Noting the highlights….
•The federal regulatory cost reached $1.885 trillion in 2015.
•Federal regulation is a hidden tax that amounts to nearly $15,000 per U.S. household each year.
•In 2015, 114 laws were enacted by Congress during the calendar year, while 3,410 rules were issued by agencies. Thus, 30 rules were issued for every law enacted last year.
•Many Americans complain about taxes, but regulatory compliance costs exceed the $1.82 trillion that the IRS is expected to collect in both individual and corporate income taxes from 2015.
•Some 60 federal departments, agencies, and commissions have 3,297 regulations in development at various stages in the pipeline.

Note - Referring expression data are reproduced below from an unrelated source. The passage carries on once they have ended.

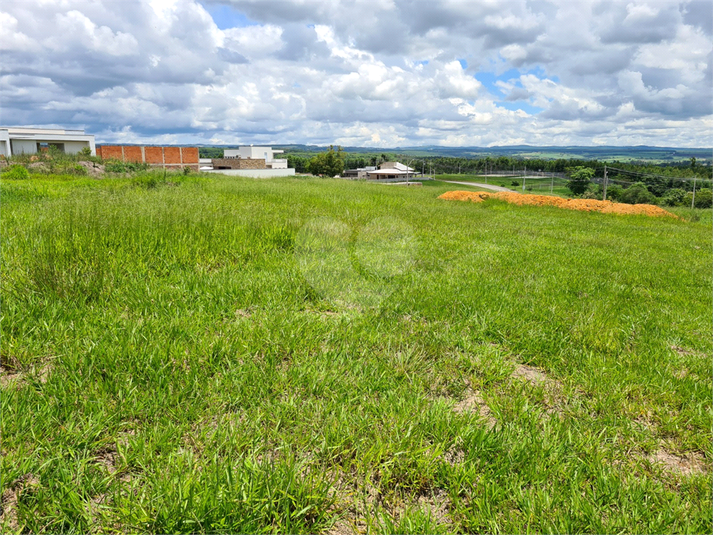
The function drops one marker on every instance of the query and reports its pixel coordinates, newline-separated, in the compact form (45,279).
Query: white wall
(20,146)
(73,147)
(254,153)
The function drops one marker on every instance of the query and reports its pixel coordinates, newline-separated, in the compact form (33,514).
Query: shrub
(16,172)
(594,191)
(638,194)
(580,178)
(674,197)
(614,192)
(704,198)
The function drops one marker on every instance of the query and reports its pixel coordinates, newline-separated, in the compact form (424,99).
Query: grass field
(326,356)
(537,186)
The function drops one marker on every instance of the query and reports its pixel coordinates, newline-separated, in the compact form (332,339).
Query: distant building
(162,157)
(359,173)
(21,140)
(257,153)
(391,171)
(252,161)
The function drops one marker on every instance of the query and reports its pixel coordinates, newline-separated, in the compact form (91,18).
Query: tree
(579,179)
(330,163)
(704,198)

•The top five federal rulemaking agencies account for 41 percent of all federal regulations. These are the Departments of the Treasury, Commerce, Interior, Health and Human Services, and Transportation.
•The 2015 Federal Register contains 80,260 pages, the third highest page count in its history. Of the seven all-time-highest Federal Register total page counts, six occurred under President Obama.
•The George W. Bush administration averaged 62 major regulations annually over eight years, while the Obama administration has averaged 81 major regulations annually over seven years.
Agencies do not answer to voters. Yet in a sense, regulators and the administration, rather than Congress, do the bulk of U.S. lawmaking. Years of unbudgeted growth of the federal regulatory enterprise are worrisome when no one can claim with certainty that regulatory benefits exceed costs. But agencies are not the only culprits. For too long, Congress has shirked its constitutional duty to make the tough calls. Instead, it delegates substantial lawmaking power to agencies and then fails to ensure that the regulations deliver benefits that exceed costs.110 Thus, agencies can hardly be the only ones faulted for suboptimal or damaging regulation or for not ensuring that only good rules get through.
The last paragraph appears in the last section, and is accurate in that the multitude of regulations are not routed through Congress as it should be. This is a good extensive report.